Improve Elasticsearch Performance

Overview

Some tips on how to improve / ensure good Elasticsearch performance.

Customize Field Mappings

If you don't need to search a field, don't index it:

{
    "field_name": {
        "type":     "string",
        "index":    "no"
    }
}

For fields you want to index, use the simplest analyzer, or maybe don't analyze at all. By default, string fields are analyzed as are the strings in any queries on this fields. The other option is not_analyzed - the field is indexed so it is searchable, but the value is indexed, as a single string, exactly as specified.

{
    "field_name": {
        "type":     "string",
        "index":    "not_analyzed"
    }
}

The other simple types (long, double, date, etc.) also accept the index parameter, but the only relevant values are no and not_analyzed because their values are never analyzed.

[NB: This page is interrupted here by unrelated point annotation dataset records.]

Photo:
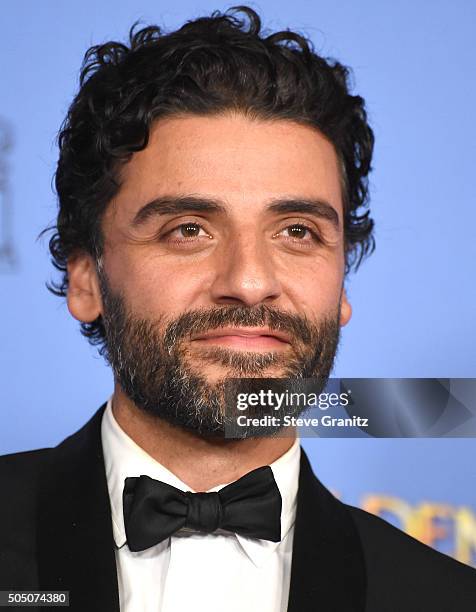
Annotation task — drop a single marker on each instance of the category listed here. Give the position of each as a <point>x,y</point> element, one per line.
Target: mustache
<point>203,320</point>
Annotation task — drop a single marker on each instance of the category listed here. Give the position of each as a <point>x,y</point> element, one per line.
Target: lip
<point>244,336</point>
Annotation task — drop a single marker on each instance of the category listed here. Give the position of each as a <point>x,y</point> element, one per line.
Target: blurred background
<point>413,300</point>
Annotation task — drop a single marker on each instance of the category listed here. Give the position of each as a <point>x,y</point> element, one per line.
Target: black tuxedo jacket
<point>56,534</point>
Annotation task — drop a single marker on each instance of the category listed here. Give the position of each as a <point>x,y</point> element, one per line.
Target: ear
<point>84,295</point>
<point>345,309</point>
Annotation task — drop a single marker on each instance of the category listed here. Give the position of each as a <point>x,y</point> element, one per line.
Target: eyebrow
<point>173,205</point>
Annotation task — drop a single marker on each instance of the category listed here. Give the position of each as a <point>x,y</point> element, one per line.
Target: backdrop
<point>413,300</point>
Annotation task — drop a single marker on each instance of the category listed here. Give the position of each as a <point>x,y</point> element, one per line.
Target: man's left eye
<point>299,232</point>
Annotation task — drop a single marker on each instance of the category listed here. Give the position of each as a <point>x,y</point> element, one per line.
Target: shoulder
<point>19,480</point>
<point>18,468</point>
<point>398,563</point>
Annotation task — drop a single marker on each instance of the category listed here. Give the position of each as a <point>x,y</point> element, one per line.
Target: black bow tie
<point>154,510</point>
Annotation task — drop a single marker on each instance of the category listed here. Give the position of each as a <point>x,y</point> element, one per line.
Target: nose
<point>245,274</point>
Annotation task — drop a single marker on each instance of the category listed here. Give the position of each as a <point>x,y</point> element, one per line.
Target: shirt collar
<point>123,458</point>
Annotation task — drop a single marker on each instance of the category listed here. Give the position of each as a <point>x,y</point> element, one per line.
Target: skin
<point>243,255</point>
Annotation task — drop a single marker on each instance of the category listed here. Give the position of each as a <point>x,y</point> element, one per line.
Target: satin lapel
<point>328,571</point>
<point>75,541</point>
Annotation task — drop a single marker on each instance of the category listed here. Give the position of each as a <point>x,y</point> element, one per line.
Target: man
<point>211,184</point>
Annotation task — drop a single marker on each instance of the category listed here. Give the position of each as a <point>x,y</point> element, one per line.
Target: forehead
<point>232,158</point>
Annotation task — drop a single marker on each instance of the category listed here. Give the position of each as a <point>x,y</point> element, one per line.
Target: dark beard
<point>152,367</point>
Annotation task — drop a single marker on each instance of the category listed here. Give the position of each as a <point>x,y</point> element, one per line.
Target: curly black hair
<point>209,65</point>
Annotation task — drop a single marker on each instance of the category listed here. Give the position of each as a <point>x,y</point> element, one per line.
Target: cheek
<point>153,288</point>
<point>315,286</point>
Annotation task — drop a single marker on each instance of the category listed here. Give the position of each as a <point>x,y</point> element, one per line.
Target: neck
<point>201,463</point>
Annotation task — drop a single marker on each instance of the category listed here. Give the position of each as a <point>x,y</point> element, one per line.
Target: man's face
<point>223,257</point>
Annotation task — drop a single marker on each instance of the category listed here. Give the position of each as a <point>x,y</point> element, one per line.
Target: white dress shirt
<point>194,571</point>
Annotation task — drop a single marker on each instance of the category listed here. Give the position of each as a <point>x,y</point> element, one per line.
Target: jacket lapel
<point>75,541</point>
<point>328,571</point>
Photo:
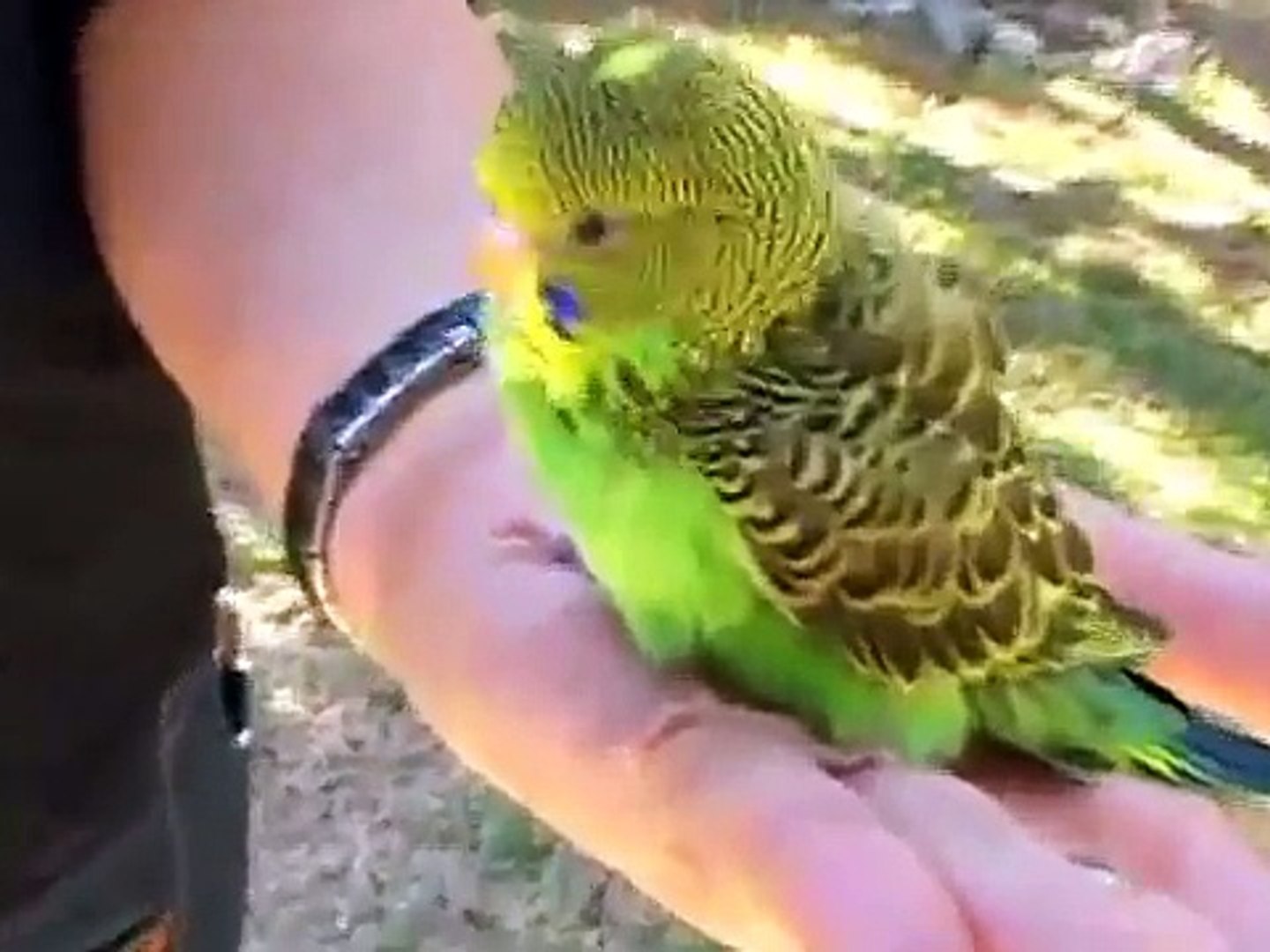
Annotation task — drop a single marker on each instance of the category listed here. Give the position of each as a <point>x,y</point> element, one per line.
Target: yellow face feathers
<point>661,183</point>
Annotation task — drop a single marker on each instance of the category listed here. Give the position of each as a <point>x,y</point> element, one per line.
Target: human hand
<point>729,822</point>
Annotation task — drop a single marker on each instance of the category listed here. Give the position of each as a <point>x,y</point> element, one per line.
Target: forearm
<point>280,187</point>
<point>277,188</point>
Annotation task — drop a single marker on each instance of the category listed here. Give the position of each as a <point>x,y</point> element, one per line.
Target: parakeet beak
<point>504,262</point>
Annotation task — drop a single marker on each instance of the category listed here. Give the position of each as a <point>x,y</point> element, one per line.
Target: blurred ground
<point>1128,235</point>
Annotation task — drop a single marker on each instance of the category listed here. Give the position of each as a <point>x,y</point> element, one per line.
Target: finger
<point>1163,841</point>
<point>778,843</point>
<point>1018,894</point>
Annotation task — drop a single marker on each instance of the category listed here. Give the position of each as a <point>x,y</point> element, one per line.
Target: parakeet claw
<point>846,766</point>
<point>542,545</point>
<point>698,706</point>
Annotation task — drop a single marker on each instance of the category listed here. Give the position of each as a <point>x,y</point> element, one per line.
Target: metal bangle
<point>358,419</point>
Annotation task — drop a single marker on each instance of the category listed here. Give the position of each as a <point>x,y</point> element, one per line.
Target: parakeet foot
<point>542,545</point>
<point>695,704</point>
<point>846,766</point>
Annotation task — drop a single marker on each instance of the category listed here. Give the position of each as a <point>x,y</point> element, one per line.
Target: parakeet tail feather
<point>1208,753</point>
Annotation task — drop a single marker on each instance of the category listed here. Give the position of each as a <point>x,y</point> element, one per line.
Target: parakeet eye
<point>563,306</point>
<point>591,228</point>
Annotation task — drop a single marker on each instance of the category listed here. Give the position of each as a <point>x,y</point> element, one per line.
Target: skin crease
<point>273,199</point>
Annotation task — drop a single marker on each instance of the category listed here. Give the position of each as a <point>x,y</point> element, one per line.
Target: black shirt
<point>108,555</point>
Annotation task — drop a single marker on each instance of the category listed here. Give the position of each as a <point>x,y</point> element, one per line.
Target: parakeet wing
<point>885,494</point>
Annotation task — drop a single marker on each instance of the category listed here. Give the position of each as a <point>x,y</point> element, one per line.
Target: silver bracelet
<point>354,423</point>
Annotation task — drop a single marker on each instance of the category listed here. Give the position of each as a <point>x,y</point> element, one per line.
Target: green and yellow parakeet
<point>778,435</point>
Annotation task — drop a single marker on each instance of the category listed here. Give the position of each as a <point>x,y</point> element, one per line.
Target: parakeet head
<point>666,193</point>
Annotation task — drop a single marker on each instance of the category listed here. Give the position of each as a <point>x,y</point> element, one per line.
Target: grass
<point>1127,239</point>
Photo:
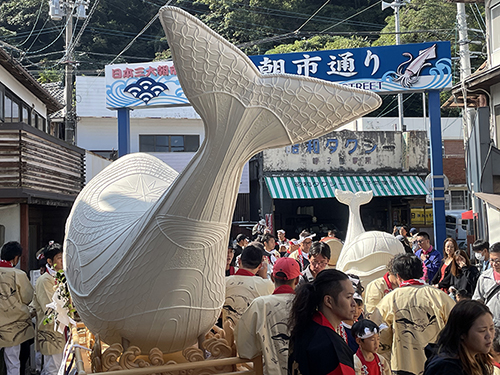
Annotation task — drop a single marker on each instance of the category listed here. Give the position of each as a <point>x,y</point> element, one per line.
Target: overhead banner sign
<point>152,84</point>
<point>386,69</point>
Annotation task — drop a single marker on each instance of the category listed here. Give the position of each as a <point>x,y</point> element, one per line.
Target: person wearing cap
<point>302,253</point>
<point>378,288</point>
<point>294,246</point>
<point>259,228</point>
<point>413,239</point>
<point>49,342</point>
<point>248,283</point>
<point>241,241</point>
<point>263,327</point>
<point>16,293</point>
<point>282,244</point>
<point>319,256</point>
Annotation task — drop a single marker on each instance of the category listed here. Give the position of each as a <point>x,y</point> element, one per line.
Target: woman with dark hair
<point>317,311</point>
<point>462,274</point>
<point>450,246</point>
<point>464,342</point>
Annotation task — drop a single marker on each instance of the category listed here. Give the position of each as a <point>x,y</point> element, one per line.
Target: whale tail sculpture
<point>353,201</point>
<point>144,247</point>
<point>364,254</point>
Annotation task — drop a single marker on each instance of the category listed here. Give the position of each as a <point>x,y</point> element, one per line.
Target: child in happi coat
<point>366,359</point>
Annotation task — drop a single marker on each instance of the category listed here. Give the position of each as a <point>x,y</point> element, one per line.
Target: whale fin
<point>306,107</point>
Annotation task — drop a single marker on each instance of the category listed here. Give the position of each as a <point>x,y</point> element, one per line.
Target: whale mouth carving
<point>145,247</point>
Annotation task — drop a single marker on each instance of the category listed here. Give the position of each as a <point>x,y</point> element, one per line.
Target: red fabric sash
<point>319,318</point>
<point>388,283</point>
<point>367,366</point>
<point>284,289</point>
<point>5,264</point>
<point>242,272</point>
<point>412,282</point>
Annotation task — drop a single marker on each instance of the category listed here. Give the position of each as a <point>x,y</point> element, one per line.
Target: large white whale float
<point>364,254</point>
<point>145,249</point>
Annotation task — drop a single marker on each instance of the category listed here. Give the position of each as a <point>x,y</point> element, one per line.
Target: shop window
<point>169,143</point>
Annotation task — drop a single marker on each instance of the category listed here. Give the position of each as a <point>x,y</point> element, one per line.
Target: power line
<point>82,29</point>
<point>310,18</point>
<point>137,36</point>
<point>354,15</point>
<point>34,25</point>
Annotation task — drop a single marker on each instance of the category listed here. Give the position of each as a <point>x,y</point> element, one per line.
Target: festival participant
<point>302,253</point>
<point>248,283</point>
<point>413,240</point>
<point>332,235</point>
<point>414,313</point>
<point>462,274</point>
<point>294,246</point>
<point>366,359</point>
<point>488,284</point>
<point>282,244</point>
<point>378,288</point>
<point>495,352</point>
<point>319,255</point>
<point>430,257</point>
<point>262,328</point>
<point>450,246</point>
<point>241,242</point>
<point>315,346</point>
<point>345,329</point>
<point>49,342</point>
<point>230,270</point>
<point>16,293</point>
<point>464,343</point>
<point>480,248</point>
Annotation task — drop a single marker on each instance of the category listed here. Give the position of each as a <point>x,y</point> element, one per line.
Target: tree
<point>321,42</point>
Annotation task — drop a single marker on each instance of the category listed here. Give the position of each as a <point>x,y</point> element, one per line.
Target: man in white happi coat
<point>49,342</point>
<point>263,328</point>
<point>16,293</point>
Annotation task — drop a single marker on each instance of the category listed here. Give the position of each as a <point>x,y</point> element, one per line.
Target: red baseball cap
<point>287,266</point>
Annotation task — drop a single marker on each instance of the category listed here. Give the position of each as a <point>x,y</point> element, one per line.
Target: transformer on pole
<point>69,9</point>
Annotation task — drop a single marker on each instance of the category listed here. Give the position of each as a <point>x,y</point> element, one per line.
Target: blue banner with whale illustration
<point>385,69</point>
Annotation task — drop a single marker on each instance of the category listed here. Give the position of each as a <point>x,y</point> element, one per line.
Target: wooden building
<point>40,174</point>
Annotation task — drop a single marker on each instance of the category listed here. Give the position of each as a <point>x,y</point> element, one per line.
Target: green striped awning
<point>296,187</point>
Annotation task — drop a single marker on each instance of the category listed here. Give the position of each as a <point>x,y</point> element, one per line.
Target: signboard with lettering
<point>385,69</point>
<point>349,151</point>
<point>151,84</point>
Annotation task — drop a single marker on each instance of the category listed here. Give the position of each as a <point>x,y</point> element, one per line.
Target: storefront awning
<point>295,187</point>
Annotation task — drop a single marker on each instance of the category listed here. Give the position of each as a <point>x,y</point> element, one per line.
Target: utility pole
<point>68,9</point>
<point>396,4</point>
<point>69,123</point>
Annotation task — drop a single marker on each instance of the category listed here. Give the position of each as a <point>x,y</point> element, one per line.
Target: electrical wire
<point>354,15</point>
<point>34,25</point>
<point>82,29</point>
<point>137,36</point>
<point>310,18</point>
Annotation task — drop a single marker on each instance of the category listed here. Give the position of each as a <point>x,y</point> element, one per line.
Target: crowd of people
<point>429,314</point>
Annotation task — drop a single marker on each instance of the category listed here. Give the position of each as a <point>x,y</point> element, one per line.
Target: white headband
<point>368,333</point>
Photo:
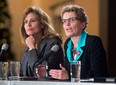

Alternately specify analyzer: For analyzed string fields specify which analyzer to apply both at search time and index time. By default, Elasticsearch uses the standard analyzer, but you can change this by specifying one of the built-in analyzers, such as whitespace, simple, or english.

{
    "tweet": {
        "type":     "string",
        "analyzer": "english"
    }
}

Disable The _source Field

_source contains the original JSON document alongside the indexed fields. This can be removed when creating the index:

PUT index_name -d '
{
    "mappings": {
        "_source": {
            "enabled": false
        }
    }
}

However, without _source we cannot:

  • View the source field (string) which matched a query, we can only identify the doc _id for the match.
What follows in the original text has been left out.